The fact of the matter is that we are all buying more online. The growth of online purchasing during the pandemic has been huge. Thanks to the convenience of widest choice, competitive pricing & next-day delivery, it has become our preferred option for many of us. As a result, every business will likely increase their online buying activities for the same reasons. It is also a very effective way to address the requirements of a dispersed workforce WFH.
But the issue is that the economies of our towns & cities have been built on the expectation of high volumes of workers attending the office every day.
The businesses that have serviced our demands until now — office spaces, hospitality venues (food & drink, entertainment, gyms, hairdressers), shopping centers - are usually only commercially viable when we collectively forego the benefits WFH to support them.
So what does the future look like?
Speaking personally, while I regret the implications of my WFH on their businesses, it will not change my mind. If the majority also reflects my personal & business preferences of buying more online, we are about to witness the biggest change in business & social economies ever.
But for our businesses to retain & hire the best talent & facilitate the new norm of online buying, we all need to ensure that we have deployed the relevant technologies & applications that enable this.
A growing number of forward-thinking businesses have already implemented SaaS applications for purchasing & accounts payable (AP) automation, though few incorporate integrated online buying. The fact is that whilst enabling “ disconnect” online buying will save a great deal of time for many people outside of finance, it invariably results in a lot more work for finance to account for these purchases.
By incorporating online buying automation within your accounts payable automation processes, organizations can maximize their potential to save both time & money while also addressing the new challenges of staff working from home.
How Can Compleat Help You Adapt To The New Normal Of Working From Home?
At Compleat, we’ve been helping businesses — through our purchasing & AP automation technologies — to buy online at the best possible prices, enabling them to save money & achieve “best value” & facilitate remote working as it’s all automated.

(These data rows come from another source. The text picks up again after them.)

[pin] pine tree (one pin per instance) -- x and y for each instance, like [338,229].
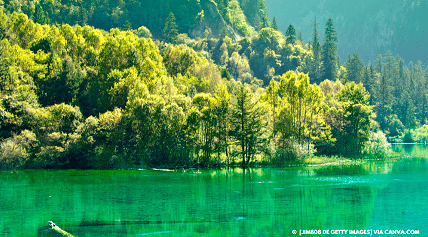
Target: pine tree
[354,67]
[274,24]
[290,35]
[315,73]
[383,102]
[170,30]
[329,52]
[248,123]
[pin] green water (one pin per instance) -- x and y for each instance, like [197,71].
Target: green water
[255,202]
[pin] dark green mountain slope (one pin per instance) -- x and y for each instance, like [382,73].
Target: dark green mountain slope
[193,17]
[367,27]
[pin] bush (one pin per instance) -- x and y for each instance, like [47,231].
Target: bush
[294,151]
[12,155]
[377,144]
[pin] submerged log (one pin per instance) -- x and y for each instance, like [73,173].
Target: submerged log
[59,230]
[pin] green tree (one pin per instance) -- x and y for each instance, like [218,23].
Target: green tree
[383,102]
[272,92]
[247,123]
[316,64]
[356,113]
[274,24]
[290,35]
[170,31]
[329,49]
[354,68]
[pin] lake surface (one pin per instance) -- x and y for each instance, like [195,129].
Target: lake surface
[377,195]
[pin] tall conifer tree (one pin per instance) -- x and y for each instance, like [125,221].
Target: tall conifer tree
[170,31]
[329,49]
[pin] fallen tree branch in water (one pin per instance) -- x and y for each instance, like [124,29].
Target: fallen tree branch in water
[59,230]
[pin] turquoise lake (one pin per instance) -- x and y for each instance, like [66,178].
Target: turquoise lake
[376,195]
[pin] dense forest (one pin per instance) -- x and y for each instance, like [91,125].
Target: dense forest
[79,96]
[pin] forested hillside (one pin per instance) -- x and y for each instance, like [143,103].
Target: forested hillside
[83,97]
[366,27]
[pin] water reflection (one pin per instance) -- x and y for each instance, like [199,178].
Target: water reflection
[252,202]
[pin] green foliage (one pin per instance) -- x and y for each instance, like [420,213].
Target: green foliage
[170,31]
[351,119]
[377,145]
[80,97]
[329,49]
[248,126]
[290,35]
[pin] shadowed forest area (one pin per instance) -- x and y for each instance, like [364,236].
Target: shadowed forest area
[119,85]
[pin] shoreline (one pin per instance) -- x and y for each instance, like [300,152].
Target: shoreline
[315,161]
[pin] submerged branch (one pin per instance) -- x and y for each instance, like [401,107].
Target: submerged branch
[59,230]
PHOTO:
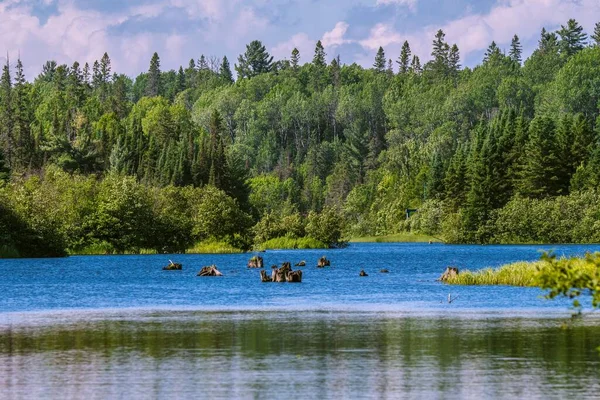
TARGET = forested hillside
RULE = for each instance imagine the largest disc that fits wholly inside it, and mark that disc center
(308, 149)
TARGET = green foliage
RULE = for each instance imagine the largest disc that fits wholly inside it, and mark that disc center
(326, 227)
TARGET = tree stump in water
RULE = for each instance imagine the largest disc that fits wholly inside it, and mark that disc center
(294, 276)
(264, 277)
(256, 262)
(173, 267)
(323, 262)
(281, 275)
(209, 271)
(450, 273)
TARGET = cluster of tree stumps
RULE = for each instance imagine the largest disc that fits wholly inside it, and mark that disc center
(283, 274)
(450, 273)
(173, 266)
(209, 271)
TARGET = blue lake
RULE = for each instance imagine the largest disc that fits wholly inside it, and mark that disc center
(120, 327)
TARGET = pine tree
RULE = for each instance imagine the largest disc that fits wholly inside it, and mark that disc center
(390, 69)
(23, 138)
(319, 57)
(596, 36)
(295, 59)
(540, 170)
(225, 71)
(516, 50)
(6, 115)
(405, 58)
(583, 141)
(492, 53)
(255, 61)
(454, 60)
(180, 80)
(379, 65)
(153, 84)
(415, 66)
(202, 63)
(440, 53)
(572, 38)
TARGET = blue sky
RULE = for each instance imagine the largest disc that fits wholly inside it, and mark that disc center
(130, 31)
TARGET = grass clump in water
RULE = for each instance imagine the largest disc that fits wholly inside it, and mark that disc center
(404, 237)
(303, 243)
(528, 274)
(213, 247)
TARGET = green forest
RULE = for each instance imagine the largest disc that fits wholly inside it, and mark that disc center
(304, 152)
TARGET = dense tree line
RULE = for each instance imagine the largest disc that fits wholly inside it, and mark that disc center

Their staff gets the best possible buying experience while the finance teams don’t manually account for it. These technologies integrate seamlessly with existing accounting/ERP solutions, & the money saved quickly outstrips the cost of implementation (which can be completed in just 1-3 days).
As for the economy as a whole, it seems inevitable that there will be a harrowing transition to the new normal for many organizations over the coming 12 – 24 months. If that is the case, the sooner every business starts the evolution, the higher their chances of surviving & growing in the new world order.
The pandemic has opened Pandora’s Box; there is no going back.